The Church of Christian Reform was founded in 1994, when a Church of England vicar called Richard Winstanley resigned from his job over the appointment of women priests. For him and his loyal followers it was the final straw. The General Synod was approving measures directly forbidden in the bible, and Winstanley was amongst a small but still meaningful number of traditional Christians who could not tolerate such blasphemy. Unlike many, he had the courage to start again, and the charisma to get a large number of his old congregation to follow him. But perhaps more importantly he had the financial backing of two parishioners in particular, Paul Craig and David Harrington, who were at that stage were already paper millionaires well on the way to their first billions. I think that there were lots of small churches at the time, lots of people doing their own things in their own communities, but they did not have the cash to build something like Richard Winstanley did. Backed by Craig and Harrington, he bought some land and a few old buildings in a relatively isolated Surrey village, called Meadvale, on the boundary with Hampshire, just west of Guildford, where his old constituency was.

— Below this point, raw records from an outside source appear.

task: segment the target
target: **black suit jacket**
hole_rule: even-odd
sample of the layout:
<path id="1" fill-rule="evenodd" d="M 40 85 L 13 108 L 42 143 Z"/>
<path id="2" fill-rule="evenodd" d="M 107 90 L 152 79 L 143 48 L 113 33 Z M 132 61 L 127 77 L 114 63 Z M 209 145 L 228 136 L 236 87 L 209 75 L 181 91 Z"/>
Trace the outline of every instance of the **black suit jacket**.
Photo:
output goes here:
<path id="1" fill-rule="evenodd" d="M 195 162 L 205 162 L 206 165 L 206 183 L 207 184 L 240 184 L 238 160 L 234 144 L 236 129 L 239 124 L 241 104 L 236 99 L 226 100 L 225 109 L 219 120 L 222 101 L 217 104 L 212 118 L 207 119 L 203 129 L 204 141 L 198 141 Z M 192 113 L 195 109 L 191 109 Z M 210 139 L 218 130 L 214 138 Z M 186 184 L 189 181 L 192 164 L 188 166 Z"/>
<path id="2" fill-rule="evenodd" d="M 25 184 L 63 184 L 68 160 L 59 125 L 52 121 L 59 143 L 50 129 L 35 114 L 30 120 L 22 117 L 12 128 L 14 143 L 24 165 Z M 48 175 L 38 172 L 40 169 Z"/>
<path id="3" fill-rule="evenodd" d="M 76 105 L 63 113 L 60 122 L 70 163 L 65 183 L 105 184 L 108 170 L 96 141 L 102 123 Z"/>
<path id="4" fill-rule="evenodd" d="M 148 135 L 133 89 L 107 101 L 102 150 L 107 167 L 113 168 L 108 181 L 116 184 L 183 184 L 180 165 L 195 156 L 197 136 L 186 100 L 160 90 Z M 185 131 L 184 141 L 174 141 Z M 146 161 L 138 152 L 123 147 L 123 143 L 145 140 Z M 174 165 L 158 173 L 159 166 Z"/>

Meadvale was one of those villages bypassed by the A3 high road, consisting of a pub, a small village shop and a few houses surrounded by farms, which no one ever drove through anymore. It was hardly remote, because you could be in the city of Guildford in half an hour by car, but no buses stopped there and it was certainly off the beaten track. Richard Winstanley set up his church in an old barn initially, and along with his backers started to build himself and his family a home. By the time I heard his son Michael speak, eighteen years later, they had built a Cathedral, known these days as the Old Cathedral, and Meadvale had tripled in size, with houses built and inhabited by members of the so-called First Congregation, Pastor Richard’s original disciples, all clustering together to build their own community, where they could follow the teachings of the bible and hide away from the ills of modern British society. Richard Winstanley had died of a heart attack in 2010, and his son took over the leadership of the Church, still backed by his good friends, Craig and Harrington, and the expansion of their model community continued. Not only the Cathedral and homes for the members of the congregation, but schools, a convent, a nursing home, a small private hospital and a little high street of shops and businesses, all open to everyone but run by Reformists, each one making the community just that little bit more self-sufficient, and drawing more people to the church, like moths to the flame.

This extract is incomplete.